Fedora's foundations meet proprietary drivers
Fedora's foundations meet proprietary drivers
Posted Sep 27, 2017 16:54 UTC (Wed) by drag (guest, #31333)In reply to: Fedora's foundations meet proprietary drivers by Priscus
Parent article: Fedora's foundations meet proprietary drivers
Then users should be able to boot to the previous good kernel, which doesn't get uninstalled during the upgrade, so they can get their proprietary drivers back. They can then file bugs to get the Nvidia driver working on newer kernels.
The problem with LTS kernels is that there are a lot of things that depend on new kernels. For example Fedora/Redhat switched relatively recently to using overlayfs2 for docker... if that isn't supported in the LTS kernel (I don't know if it is or if it is not) then that means that users will be forced to configure docker-storage-setup differently depending on the video card driver they use, which is kinda insane if you think about it.
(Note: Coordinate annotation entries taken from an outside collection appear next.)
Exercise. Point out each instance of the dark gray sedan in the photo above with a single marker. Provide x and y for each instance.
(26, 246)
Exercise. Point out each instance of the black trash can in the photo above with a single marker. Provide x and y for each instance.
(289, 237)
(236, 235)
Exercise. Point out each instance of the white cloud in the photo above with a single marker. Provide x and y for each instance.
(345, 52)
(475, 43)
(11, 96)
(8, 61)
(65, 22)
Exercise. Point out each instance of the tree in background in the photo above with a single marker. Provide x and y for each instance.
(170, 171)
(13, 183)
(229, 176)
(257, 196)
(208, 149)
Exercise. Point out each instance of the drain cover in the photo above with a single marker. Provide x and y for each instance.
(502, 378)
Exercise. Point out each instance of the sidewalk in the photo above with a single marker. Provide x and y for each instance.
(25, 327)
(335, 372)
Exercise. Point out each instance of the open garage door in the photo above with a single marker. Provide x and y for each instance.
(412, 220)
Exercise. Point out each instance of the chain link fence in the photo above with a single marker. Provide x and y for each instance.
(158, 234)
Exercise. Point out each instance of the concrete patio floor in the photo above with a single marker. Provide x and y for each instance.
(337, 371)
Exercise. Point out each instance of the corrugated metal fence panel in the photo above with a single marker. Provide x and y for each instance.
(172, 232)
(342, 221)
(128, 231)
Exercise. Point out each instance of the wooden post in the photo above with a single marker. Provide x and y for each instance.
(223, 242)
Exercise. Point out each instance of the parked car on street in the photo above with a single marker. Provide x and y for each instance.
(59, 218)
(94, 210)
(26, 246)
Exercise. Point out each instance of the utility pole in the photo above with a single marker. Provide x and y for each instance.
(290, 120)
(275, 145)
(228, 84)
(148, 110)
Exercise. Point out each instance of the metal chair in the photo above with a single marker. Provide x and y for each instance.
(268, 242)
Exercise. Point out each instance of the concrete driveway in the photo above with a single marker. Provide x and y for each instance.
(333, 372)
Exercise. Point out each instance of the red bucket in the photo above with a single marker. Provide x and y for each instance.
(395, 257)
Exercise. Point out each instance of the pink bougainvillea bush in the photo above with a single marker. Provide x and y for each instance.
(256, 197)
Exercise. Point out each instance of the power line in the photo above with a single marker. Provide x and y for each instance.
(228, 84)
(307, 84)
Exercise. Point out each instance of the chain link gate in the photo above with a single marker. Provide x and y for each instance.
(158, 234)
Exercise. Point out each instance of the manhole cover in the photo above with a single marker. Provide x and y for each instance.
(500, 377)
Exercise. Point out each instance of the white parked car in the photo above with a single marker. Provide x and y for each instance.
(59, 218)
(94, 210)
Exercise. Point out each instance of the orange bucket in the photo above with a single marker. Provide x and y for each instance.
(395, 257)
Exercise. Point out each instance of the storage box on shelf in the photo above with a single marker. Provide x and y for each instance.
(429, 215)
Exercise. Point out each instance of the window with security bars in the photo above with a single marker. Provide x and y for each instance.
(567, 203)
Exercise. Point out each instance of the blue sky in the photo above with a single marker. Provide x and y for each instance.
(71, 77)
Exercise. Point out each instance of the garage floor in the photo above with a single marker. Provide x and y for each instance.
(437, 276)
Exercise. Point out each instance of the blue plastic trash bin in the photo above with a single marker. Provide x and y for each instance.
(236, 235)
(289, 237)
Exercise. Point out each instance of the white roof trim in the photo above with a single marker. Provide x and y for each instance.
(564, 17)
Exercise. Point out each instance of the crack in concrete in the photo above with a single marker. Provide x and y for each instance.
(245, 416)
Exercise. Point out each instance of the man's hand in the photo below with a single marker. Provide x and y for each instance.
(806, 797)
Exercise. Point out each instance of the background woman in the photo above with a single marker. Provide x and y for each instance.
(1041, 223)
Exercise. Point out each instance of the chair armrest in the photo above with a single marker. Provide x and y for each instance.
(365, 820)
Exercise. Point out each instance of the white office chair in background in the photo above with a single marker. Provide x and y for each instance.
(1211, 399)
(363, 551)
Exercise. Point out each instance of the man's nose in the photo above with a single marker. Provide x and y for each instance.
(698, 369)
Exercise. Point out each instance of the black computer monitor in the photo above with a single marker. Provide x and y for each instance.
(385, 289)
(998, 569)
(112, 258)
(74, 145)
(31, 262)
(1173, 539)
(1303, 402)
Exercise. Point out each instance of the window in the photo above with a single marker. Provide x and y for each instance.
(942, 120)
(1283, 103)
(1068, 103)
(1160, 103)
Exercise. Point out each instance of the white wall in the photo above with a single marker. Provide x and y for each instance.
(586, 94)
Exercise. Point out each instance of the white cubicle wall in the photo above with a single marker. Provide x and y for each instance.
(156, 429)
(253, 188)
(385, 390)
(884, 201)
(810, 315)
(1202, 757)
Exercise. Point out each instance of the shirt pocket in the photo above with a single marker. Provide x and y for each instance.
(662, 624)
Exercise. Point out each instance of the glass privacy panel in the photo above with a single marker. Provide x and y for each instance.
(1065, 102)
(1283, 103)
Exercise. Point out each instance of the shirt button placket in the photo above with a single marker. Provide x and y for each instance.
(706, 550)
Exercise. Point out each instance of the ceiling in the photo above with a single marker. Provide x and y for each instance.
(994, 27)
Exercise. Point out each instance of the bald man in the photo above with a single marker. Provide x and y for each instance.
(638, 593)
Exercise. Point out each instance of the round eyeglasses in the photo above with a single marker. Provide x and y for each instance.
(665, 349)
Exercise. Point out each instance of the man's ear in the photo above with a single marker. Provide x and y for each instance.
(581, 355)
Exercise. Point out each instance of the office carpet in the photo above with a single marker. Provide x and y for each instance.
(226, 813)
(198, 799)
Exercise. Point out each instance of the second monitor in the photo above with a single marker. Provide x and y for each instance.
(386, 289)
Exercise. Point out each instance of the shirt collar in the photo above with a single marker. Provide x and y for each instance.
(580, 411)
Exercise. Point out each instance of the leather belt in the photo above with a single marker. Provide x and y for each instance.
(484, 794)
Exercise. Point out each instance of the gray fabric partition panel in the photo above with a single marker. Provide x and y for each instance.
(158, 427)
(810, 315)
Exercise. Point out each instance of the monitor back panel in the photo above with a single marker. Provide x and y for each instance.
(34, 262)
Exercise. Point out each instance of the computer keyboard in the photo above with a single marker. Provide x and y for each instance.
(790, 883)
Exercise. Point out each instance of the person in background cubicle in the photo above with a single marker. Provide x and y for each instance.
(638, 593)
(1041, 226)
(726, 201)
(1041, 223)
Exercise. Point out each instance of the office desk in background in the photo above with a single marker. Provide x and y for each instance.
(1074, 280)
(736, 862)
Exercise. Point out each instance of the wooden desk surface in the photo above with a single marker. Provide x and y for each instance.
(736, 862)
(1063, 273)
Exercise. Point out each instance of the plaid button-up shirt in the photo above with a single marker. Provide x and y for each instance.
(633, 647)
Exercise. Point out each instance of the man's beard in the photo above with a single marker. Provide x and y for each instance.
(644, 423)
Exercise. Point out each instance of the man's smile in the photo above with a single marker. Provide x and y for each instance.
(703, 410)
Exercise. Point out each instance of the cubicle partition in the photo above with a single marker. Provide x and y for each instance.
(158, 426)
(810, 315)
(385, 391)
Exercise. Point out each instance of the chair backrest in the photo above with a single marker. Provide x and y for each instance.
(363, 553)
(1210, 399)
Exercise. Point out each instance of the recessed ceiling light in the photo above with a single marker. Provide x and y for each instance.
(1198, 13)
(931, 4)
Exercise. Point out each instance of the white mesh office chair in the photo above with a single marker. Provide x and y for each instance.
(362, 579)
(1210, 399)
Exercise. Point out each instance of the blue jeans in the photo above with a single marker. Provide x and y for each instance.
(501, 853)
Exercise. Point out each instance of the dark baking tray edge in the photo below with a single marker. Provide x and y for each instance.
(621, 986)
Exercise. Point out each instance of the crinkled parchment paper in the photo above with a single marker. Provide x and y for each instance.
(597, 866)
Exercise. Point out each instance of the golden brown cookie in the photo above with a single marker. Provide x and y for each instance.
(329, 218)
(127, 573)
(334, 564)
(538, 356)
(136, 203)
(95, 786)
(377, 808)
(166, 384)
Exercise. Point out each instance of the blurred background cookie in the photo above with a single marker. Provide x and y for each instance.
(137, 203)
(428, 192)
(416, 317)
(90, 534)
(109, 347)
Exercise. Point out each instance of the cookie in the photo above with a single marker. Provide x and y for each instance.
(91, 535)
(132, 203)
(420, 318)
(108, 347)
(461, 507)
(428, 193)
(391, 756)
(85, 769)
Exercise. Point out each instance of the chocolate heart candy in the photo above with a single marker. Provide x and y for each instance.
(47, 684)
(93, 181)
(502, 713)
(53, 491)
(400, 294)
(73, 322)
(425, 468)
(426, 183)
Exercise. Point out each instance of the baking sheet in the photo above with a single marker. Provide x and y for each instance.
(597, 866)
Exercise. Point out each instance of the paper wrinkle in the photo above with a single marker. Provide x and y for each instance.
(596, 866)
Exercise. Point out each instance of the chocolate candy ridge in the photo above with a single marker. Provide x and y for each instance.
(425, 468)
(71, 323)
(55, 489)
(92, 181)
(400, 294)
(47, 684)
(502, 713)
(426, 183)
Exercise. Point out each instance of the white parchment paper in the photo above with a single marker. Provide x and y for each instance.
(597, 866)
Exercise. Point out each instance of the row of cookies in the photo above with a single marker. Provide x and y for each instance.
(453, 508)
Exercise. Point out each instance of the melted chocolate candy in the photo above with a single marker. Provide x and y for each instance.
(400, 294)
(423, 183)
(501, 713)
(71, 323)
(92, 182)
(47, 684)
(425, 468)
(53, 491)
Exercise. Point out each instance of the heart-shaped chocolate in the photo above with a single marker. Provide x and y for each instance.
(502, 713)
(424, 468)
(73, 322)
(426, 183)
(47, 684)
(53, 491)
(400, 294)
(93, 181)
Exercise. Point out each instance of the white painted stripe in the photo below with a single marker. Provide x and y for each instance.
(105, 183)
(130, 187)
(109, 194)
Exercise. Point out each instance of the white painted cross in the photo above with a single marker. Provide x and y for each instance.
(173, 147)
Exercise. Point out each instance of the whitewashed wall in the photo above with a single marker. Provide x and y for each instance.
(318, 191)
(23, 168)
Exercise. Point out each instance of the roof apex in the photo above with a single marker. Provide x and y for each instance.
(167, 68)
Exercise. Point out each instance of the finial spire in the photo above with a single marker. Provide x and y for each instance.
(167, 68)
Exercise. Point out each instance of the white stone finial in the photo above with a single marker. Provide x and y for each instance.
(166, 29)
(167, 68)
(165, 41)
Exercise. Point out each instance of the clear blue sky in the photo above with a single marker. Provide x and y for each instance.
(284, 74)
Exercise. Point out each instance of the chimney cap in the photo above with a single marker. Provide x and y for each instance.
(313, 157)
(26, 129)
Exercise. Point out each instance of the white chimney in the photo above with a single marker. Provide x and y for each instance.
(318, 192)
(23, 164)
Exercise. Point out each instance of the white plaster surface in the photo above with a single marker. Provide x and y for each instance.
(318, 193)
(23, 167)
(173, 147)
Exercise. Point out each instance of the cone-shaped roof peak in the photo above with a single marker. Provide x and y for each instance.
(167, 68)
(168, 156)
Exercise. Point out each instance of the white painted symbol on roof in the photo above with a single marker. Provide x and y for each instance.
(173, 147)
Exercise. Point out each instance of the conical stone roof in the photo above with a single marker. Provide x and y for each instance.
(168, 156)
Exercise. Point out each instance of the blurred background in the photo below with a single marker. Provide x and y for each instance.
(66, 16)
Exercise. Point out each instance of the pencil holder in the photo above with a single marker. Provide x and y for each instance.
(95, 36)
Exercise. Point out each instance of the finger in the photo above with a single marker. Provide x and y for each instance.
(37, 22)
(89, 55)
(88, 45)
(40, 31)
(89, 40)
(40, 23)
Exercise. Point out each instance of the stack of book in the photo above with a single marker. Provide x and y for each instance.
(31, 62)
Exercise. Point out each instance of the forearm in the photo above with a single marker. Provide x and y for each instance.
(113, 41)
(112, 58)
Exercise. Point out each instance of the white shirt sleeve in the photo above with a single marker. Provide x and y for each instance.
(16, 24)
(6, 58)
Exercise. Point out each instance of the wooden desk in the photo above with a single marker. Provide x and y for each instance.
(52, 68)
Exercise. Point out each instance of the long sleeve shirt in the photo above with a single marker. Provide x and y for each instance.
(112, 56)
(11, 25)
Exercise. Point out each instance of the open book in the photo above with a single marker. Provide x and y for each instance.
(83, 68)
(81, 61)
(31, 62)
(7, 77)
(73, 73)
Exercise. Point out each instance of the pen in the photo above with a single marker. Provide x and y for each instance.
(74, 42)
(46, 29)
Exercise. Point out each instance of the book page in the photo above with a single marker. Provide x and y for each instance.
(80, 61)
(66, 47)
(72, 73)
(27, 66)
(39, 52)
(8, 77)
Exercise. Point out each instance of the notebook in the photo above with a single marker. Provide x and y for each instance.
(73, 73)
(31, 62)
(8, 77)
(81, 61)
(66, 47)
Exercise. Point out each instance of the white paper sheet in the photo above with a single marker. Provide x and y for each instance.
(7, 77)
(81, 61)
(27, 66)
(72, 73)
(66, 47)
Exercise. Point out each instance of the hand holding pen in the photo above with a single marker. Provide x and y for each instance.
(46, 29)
Other things could crop as well, such as bad or old Intel support for laptops that support dual video cards, wifi drivers being old, or a dozen other issues.
For a distribution like Fedora that is more 'cutting edge' I will happily take have to occasionally booting into the previous know good kernel and filing bug reports rather then having Fedora trying to manage a very old and a very new kernel in the same OS installs.